A quick recap on Asset Classes

An asset class is simply the name we give to different groups of investment types. Generally we refer to Shares (or Equities), Property, Bonds and Cash as asset classes, but these can sometimes be grouped or split depending on the detail desired.

For example; Shares are often broken into Australian Shares and International Shares, and the same for Bonds. Similarly; Cash, Bonds and Hybrid Securities are often grouped as Income, and Shares and Property can be called Growth assets.

For the purposes of our advice we usually define asset classes as follows:

  • Cash
  • Australian Fixed Interest (or Income Securities)
  • International Fixed Interest (or Income Securities)
  • Property
  • Australian Shares (or Equities)
  • International Shares (or Equities)
  • Alternatives

The first three are generalised as defensive assets and the second three growth. Alternatives do not fall neatly into defensive or growth categories so they stay alternative.

Asset Allocation

Asset Allocation is the decision of how much of each Asset Class should be invested in a given portfolio. This is an important decision because this affects not only the long term investment return you can expect, but also the volatility of the portfolio over time.

How much does it matter? It turns out a lot; research studies have estimated that over 85% of the return you receive is related to the Asset Allocation decision compared to underlying investment choices. What does that mean? It means your decision on whether to hold 20% or 40% of your portfolio in Australian shares is much more influential on whether you got 5% or a 10% return on your super fund than whether your Australian Shares fund manager did or did not beat the rest of the market.

Your Risk Profile and how it influences your Asset Allocation choices changes your returns.

Strategic versus Dynamic

Your Risk Profile (and other external factors) help us choose the “right” Asset Allocation for your investments. The mix of how much Growth or Income (or Alternatives, which we will discuss in a future article) and the underlying proportions are chosen based typically on how these assets have behaved historically.
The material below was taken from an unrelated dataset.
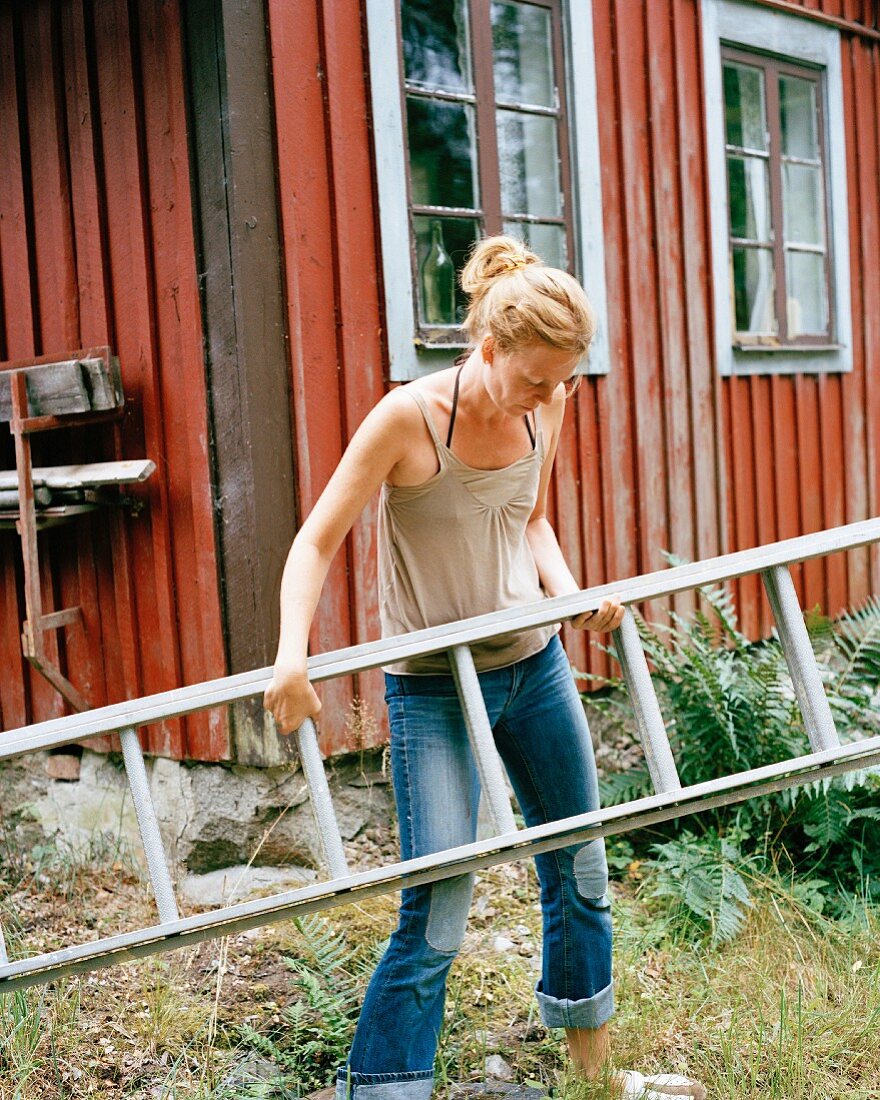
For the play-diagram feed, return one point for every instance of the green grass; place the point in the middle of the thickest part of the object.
(789, 1009)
Based on historical averages, a Growth portfolio may look something like this:

A Conservative profile may look like this:

These give us a neutral starting point, or a “Strategic” Asset Allocation. History suggests that a Conservative investor will want less Shares and more Income Securities than a Growth investor. However, “Dynamic” Asset Allocation recognises that historical averages aren’t great guides to the future, even the long term future averaged over 10 years or more.

By attempting to calculate future asset class behaviour, we can tilt or move our Neutral Asset Allocation over time to get a better outcome, whilst also staying “Conservative” or “Aggressive” investors. This pro-active Dynamic Asset Allocation has been shown to be highly effective when considering over or under valued markets, based on expected future returns, not historical averages.

This strategy aims to avoid bubbles and other market extremes and protects capital ahead of ‘chasing returns’, without reducing returns or increasing volatility.

The chart below shows what an actual portfolio looks like over time under Dynamic Asset Allocation. You can see the strong changes happening only gradually to take advantage of, or avoid, market extremes.

This contrasts with the more traditional Strategic Asset Allocation that rides out the extreme market movements without trying to adapt.

Source: Implemented Portfolios, Lipper

Source: Implemented Portfolios, Lipper

The regular rebalancing after small market movements accounts for the relatively steady percentages.

Does it matter?

Yes, over time Dynamic Asset Allocation has shown to improve long term returns whilst reducing the severity of losses (smoothing volatility).